01.06.2017

Molekularer Motor mit Getriebe

Drehbewegung eines molekularen Motors versetzt weiteren molekularen Bauteil in geordnete, synchrone Bewegung.

Ben Feringa wurde als einer der Pioniere in der Entwicklung molekularer Maschinen erst 2016 mit dem Nobelpreis für Chemie ausgezeichnet. Ein paar Jahre davor haben er und sein Team ihre wohl wichtigste Arbeit vorgestellt: einen molekularen Motor, der äußere Energie in Form von Wärme und Licht in eine gezielte Drehbewegung umwandelt. Nun hat seine Forschergruppe an der Universität Groningen in den Niederlanden ihren Motor benutzt, um eine deutlich komplexere Bewegung zu realisieren.

Abb.: Struktur der molekularen Maschine. Schwarz: Basis des Motors. Blau: oberer Teil des Motors, der mit der Basis über eine Drehachse in Form einer Kohlenstoff-Doppelbindung verbunden ist. Rot: Naphtalingruppe, die über eine drehbare Kohlenstoff-Kohlenstoff-Verbindung mit dem oberen Teil des Motors verbunden ist (A). Schematische Darstellung eines Rotationszyklus von oben (entlang der Drehachse des Motors) betrachtet (B; Bild: P. Stacko et al.)

Auch wenn den Forschern zufolge keinerlei praktische Anwendung für das neue System im Raum steht, zeigt sich Feringa zufrieden: „Wir haben gezeigt, dass es möglich ist, Bewegung zu übertragen!“ Zwar ist es in der Vergangenheit bereits mehrfach gelungen, verschiedene Moleküle mit dem Motor zu verbinden und in Drehung zu versetzen, die Verbindungen waren dabei allerdings starr. In ihrer aktuellen Studie haben die Wissenschaftler nun ein System realisiert, das die Dreh­bewegung tatsächlich umwandelt, weshalb auch von einem „molekularen Getriebe“ die Rede ist.

Konkret geht es um die Bewegung einer Naphtalin­gruppe, die so um die Basis des Motors gezogen wird, dass sie ihr immer die gleiche Seite zuwendet – ähnlich wie die Bewegung des Mondes um die Erde. Das wäre im Grunde auch mit einer starren Verbindung möglich.

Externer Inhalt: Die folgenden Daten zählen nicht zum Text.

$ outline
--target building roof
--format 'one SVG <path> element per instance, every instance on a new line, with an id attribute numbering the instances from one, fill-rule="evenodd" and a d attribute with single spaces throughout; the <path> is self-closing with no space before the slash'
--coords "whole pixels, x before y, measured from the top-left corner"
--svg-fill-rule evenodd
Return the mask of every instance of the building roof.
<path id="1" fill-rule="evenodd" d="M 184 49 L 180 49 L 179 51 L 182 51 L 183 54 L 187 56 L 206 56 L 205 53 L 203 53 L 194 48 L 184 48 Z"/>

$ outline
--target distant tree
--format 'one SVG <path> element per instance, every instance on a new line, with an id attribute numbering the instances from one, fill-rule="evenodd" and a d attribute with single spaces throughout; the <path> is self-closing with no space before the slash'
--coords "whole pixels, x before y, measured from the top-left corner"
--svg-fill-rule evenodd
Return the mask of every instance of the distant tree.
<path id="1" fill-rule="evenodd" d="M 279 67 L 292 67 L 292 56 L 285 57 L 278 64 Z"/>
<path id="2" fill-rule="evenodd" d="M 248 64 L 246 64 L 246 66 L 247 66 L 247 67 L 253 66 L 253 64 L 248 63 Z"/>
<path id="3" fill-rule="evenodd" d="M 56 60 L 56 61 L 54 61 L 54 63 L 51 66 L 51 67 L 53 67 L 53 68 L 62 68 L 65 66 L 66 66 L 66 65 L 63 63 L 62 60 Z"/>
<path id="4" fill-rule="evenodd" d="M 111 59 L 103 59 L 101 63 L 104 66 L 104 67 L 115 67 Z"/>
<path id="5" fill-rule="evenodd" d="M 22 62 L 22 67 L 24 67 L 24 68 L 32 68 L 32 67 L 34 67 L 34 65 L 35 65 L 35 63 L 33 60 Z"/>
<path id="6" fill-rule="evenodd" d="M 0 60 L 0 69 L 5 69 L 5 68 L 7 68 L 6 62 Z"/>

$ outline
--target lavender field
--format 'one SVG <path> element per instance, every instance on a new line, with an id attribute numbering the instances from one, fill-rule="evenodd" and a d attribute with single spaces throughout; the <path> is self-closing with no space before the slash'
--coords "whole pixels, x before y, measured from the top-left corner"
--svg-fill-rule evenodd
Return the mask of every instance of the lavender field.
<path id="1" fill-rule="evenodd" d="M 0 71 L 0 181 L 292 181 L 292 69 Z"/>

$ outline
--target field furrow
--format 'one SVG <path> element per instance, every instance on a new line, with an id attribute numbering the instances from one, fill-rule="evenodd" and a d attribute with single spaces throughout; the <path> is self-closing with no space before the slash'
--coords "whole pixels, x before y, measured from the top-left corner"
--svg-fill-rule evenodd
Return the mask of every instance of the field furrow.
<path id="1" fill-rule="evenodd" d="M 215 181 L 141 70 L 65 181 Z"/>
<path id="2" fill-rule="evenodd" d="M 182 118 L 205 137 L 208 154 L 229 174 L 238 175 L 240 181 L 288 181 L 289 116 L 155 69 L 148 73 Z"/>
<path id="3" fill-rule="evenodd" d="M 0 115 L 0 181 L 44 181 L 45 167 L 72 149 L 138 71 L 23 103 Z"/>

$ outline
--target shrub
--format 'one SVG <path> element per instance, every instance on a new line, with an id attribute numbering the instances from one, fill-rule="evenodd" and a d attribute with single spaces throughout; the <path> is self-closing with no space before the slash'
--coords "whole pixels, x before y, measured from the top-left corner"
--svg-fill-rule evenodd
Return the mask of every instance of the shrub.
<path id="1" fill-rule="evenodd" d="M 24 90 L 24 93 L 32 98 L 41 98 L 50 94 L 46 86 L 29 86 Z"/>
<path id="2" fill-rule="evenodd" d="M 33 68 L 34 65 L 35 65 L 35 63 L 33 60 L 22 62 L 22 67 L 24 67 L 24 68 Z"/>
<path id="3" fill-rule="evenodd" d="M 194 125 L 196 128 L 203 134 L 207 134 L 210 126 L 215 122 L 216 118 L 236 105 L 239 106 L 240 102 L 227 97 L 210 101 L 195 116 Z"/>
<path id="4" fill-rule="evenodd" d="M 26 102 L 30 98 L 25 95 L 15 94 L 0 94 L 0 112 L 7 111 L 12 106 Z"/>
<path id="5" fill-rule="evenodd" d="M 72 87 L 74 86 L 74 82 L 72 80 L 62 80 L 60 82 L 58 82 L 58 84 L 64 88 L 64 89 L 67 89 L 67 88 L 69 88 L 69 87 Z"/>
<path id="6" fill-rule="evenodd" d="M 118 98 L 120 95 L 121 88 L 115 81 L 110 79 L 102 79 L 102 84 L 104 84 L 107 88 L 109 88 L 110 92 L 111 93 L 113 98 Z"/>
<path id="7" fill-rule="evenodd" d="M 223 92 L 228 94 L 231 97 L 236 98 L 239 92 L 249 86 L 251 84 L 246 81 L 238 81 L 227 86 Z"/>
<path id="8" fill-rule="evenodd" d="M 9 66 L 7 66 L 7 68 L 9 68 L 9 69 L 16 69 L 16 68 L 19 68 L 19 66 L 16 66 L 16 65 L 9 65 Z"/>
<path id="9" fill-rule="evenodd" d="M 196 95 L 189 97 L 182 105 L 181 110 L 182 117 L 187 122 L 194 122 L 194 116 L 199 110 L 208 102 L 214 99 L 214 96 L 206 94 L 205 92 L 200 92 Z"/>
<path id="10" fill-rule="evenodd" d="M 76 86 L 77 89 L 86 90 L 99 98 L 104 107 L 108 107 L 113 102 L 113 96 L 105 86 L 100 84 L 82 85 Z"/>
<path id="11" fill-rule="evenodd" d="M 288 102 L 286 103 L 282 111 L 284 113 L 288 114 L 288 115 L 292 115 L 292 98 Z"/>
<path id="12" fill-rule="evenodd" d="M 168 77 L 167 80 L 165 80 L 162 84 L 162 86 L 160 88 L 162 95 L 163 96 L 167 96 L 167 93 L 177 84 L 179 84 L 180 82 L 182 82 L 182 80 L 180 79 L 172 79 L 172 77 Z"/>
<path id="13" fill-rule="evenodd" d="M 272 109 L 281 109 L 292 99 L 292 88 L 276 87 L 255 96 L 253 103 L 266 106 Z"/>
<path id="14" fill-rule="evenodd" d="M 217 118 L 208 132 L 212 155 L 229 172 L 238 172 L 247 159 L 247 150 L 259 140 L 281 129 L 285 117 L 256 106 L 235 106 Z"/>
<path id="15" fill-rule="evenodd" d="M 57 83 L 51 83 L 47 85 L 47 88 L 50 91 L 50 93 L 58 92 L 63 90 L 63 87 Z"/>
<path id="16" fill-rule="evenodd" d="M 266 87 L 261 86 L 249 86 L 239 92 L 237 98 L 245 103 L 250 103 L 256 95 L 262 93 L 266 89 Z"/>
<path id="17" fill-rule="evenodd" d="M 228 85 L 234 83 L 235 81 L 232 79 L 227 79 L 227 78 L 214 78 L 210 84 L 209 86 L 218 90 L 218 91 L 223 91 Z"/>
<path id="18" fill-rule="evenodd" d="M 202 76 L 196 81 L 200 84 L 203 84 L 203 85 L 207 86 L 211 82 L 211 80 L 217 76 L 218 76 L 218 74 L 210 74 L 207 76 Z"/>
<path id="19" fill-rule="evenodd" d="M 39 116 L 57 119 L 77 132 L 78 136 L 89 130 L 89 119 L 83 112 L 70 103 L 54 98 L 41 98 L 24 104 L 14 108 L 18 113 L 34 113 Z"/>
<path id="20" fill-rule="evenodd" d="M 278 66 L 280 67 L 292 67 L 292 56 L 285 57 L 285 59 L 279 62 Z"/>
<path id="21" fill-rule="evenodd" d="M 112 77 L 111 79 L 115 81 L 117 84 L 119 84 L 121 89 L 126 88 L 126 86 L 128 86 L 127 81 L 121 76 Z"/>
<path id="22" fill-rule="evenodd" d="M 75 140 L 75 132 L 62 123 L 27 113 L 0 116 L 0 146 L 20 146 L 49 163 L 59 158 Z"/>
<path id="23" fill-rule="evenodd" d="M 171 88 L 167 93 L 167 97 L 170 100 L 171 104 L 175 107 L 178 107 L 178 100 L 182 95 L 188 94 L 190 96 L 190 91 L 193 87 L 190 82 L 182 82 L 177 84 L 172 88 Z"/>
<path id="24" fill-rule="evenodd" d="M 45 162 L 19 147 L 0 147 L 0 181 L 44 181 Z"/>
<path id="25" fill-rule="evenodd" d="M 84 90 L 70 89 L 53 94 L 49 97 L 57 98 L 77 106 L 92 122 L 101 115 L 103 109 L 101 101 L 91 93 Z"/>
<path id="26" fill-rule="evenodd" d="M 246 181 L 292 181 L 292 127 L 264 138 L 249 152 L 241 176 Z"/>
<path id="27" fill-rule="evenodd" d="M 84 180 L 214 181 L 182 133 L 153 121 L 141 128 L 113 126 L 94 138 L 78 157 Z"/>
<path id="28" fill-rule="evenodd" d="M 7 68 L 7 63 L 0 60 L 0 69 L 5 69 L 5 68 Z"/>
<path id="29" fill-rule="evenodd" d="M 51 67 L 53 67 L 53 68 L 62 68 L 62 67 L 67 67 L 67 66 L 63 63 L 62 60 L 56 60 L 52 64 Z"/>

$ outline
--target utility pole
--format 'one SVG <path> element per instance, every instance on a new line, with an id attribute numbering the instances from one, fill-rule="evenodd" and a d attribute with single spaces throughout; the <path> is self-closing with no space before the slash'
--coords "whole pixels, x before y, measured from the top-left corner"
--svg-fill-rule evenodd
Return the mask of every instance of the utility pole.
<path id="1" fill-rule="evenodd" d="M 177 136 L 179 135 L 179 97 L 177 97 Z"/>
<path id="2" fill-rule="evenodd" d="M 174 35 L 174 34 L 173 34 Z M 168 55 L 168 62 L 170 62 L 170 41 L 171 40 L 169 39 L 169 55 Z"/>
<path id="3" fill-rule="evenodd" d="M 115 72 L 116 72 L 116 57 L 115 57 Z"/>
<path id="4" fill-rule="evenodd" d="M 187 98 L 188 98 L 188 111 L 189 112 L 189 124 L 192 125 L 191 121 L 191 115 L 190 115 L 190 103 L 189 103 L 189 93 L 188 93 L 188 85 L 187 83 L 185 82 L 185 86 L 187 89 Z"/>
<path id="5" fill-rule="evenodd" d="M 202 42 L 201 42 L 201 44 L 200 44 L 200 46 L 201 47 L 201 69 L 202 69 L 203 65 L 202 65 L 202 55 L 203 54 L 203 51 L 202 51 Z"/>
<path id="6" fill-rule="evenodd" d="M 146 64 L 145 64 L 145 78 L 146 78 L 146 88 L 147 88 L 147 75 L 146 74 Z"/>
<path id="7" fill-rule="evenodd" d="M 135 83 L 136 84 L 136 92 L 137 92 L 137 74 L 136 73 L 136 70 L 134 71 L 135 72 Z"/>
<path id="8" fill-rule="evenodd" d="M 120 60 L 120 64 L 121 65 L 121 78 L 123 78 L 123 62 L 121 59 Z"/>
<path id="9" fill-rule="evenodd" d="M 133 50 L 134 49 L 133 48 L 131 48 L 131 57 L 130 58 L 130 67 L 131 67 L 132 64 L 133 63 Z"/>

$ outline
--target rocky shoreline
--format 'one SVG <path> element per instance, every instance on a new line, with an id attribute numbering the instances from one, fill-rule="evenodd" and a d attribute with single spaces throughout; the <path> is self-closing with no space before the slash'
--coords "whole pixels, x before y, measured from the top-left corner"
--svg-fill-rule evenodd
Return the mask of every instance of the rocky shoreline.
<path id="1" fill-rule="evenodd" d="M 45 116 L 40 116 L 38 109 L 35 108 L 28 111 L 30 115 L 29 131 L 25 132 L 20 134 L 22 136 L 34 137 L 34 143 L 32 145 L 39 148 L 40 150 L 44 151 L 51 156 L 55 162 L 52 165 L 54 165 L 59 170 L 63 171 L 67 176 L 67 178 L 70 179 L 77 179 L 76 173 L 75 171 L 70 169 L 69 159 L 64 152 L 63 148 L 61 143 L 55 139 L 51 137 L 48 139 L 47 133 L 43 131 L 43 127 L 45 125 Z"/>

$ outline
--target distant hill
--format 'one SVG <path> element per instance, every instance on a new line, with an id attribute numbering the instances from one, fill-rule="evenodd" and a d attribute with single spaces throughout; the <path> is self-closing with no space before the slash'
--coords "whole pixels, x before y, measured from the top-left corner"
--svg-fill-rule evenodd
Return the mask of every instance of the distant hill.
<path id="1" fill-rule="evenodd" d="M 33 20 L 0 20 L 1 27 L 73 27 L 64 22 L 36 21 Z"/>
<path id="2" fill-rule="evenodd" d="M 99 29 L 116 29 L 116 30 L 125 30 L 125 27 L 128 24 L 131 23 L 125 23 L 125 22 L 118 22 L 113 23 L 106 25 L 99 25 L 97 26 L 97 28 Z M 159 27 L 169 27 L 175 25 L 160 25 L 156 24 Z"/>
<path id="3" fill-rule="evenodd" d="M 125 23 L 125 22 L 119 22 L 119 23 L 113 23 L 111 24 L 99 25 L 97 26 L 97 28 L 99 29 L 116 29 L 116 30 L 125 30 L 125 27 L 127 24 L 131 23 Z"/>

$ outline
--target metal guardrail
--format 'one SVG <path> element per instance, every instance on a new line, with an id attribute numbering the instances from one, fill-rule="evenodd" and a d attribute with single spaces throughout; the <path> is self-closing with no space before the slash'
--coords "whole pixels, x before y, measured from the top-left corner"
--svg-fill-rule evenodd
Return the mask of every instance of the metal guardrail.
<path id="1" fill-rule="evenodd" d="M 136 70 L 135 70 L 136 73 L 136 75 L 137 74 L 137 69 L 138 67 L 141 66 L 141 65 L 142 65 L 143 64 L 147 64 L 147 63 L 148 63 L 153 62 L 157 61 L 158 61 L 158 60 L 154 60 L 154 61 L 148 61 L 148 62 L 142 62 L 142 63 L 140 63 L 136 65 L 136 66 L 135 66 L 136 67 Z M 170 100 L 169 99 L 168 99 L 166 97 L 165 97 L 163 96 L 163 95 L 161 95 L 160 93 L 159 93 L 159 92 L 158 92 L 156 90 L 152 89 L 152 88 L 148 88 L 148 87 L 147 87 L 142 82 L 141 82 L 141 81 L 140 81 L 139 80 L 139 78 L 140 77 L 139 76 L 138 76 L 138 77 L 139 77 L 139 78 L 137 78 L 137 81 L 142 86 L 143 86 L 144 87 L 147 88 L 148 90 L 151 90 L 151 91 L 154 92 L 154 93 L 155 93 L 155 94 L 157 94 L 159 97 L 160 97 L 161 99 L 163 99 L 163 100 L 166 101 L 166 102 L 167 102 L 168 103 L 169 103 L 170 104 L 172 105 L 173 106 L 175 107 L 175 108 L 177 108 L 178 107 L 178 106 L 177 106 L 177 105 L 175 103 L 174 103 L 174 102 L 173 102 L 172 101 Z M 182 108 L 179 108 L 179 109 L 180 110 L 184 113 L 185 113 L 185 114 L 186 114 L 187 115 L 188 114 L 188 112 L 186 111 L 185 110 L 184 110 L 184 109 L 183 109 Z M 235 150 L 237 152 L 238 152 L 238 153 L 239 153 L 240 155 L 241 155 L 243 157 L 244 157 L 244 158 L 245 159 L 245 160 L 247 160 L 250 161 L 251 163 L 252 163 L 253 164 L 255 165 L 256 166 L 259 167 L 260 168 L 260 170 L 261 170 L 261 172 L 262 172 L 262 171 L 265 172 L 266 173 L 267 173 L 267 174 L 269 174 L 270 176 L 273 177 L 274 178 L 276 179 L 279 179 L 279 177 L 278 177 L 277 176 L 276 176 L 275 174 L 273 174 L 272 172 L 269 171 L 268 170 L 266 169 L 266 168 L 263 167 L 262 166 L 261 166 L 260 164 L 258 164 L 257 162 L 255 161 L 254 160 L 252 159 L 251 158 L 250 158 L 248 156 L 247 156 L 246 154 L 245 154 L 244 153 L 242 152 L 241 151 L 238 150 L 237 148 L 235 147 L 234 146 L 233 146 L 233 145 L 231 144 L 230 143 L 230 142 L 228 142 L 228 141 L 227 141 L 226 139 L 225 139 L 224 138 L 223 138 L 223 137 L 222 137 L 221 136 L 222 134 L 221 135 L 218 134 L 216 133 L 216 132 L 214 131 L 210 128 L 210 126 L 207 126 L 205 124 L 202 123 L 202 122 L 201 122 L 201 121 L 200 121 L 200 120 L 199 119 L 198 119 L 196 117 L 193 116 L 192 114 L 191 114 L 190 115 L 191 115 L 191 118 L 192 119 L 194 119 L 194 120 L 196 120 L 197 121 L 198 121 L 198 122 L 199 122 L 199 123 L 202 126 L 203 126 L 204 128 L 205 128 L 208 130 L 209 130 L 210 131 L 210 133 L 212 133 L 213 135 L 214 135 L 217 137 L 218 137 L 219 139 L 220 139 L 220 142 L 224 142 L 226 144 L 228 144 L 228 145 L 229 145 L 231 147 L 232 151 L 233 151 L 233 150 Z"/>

Da das Naphtalin – eine Achterstruktur aus zwei verbundenen Benzol­ringen – aber über eine frei drehbare Kohlenstoff-Kohlenstoff-Bindung am rotierenden, oberen Teil des Motors angebracht ist, kann es seine Ausrichtung an jedem Punkt seiner Bahn an die Basis des Motors anpassen (siehe Abb.).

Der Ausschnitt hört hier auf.